AIR Zimbabwe is still negotiating with a London navigation agency to clear its $3 million debt to enable it to resume flights on the Harare-London route, a Cabinet minister said.
Transport and Infrastructural Development Minister Joram Gumbo said in an interview that negotiations were underway with the debtor to enable Air Zim to resume flights to British capital.
“Our aim is to resume flights on Harare-London route. As such, we’re negotiating with creditors that we owe on that route,” he said.
Air Zim has done well to service common domestic routes including Harare, Bulawayo, Victoria Falls and Kariba, but it has struggled to replicate this service on regional and international routes.
Minister Gumbo has hitherto indicated that the lucrative Harare-London route would continue to be preserved for Air Zim, as it sorts out its chronic legacy issues prior to resuming the flights.
The Harare-London remains one of the most viable routes the national airline could exploit, but Air Zimbabwe stopped flights fearing attachment of its aircraft by Worldspan over its $2,8 million debt.
The creditor, Worldspan, is a provider of travel technology and content. Air Zimbabwe once had similar issues with aviation firms in South Africa, which it has cleared and has been able to resume flights into that country.
Minister Gumbo said the negotiations, which began around 2012, were progressing well and should be completed sooner than later.
The debt is only a fraction of the over $298 million legacy debts, which the national air carrier owes, including to workers.
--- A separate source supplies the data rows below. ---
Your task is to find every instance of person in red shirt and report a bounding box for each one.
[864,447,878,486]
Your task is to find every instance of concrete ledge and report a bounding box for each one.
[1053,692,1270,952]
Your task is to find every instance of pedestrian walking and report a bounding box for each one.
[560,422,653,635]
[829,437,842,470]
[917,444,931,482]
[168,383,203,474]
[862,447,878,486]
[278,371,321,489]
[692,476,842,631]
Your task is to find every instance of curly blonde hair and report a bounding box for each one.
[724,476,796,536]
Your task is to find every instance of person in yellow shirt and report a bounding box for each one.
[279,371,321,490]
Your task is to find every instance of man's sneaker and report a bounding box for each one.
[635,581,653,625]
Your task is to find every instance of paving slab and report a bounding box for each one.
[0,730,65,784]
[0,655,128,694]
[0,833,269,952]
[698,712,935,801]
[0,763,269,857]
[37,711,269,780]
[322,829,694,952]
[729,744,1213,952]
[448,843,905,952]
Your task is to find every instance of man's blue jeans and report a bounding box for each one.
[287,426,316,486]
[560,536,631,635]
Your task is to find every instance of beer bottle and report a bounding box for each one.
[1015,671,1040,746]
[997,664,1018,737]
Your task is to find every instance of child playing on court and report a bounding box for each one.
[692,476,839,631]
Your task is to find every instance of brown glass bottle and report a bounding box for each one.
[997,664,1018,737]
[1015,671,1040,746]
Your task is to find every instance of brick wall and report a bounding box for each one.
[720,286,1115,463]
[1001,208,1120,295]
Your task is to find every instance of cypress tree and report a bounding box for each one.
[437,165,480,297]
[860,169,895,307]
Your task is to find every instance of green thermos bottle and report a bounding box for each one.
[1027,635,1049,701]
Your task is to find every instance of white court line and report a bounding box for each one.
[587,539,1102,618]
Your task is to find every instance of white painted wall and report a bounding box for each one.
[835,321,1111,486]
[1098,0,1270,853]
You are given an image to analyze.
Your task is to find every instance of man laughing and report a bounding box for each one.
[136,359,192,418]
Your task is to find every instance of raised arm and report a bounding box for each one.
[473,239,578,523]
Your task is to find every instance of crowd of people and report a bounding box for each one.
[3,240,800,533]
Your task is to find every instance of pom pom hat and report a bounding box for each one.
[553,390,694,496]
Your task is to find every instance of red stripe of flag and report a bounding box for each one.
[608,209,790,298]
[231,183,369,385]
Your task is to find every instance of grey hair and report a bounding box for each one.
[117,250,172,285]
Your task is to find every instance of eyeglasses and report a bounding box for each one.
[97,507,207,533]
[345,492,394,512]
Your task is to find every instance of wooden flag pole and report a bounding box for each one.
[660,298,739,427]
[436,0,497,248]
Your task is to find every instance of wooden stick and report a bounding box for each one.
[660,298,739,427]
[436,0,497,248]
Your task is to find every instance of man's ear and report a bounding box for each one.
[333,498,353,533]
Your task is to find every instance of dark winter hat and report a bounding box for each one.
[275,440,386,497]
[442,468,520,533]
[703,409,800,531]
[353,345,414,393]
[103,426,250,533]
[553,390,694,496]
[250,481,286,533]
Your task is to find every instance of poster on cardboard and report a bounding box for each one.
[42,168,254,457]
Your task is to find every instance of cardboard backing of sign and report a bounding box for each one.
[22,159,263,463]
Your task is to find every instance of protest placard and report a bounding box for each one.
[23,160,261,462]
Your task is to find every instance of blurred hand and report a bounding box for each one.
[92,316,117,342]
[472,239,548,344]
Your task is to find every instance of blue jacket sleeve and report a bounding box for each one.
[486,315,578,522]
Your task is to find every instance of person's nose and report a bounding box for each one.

Minister Gumbo said most airlines across the globe were not doing well like Air Zimbabwe, and were saddled with huge debts, which their governments took over to enable them to start on a clean slate.
He said negotiations were in progress with the government for a takeover of the State air carrier’s debt to enable it to lure investors.
This forms part of extensive options being undertaken to restore Air Zimbabwe as the pride of Zimbabwe’s aviation as was the case during the golden era when it used to carry the nation’s flag across the globe.
Those initiatives include the ongoing negotiations with a total of 12 airlines for either possible partnership or lease of aircraft.
Minister Gumbo said it is not clear yet which option will materialise, as no agreement has been reached with anyone yet.
“We are negotiating with many companies, about 12 airlines we are talking and they all want to do business with us,” he said.
“Negotiations are ongoing, either for partnership or lease of aircraft, but those are the options.”
According to tourism industry experts, a national tourism strategy that relies heavily on foreign airlines is likely to keep changing.
This is because of the fact that foreign airlines are driven by profitability, if the route becomes unprofitable, they quickly pull out, which is why Air Zimbabwe must work to resolve its legacy issues.
Since tourism and investment are clearly enunciated in the economic policy as key for growth, it is incumbent for the government to make deliberate policies in order to re-equip the airline.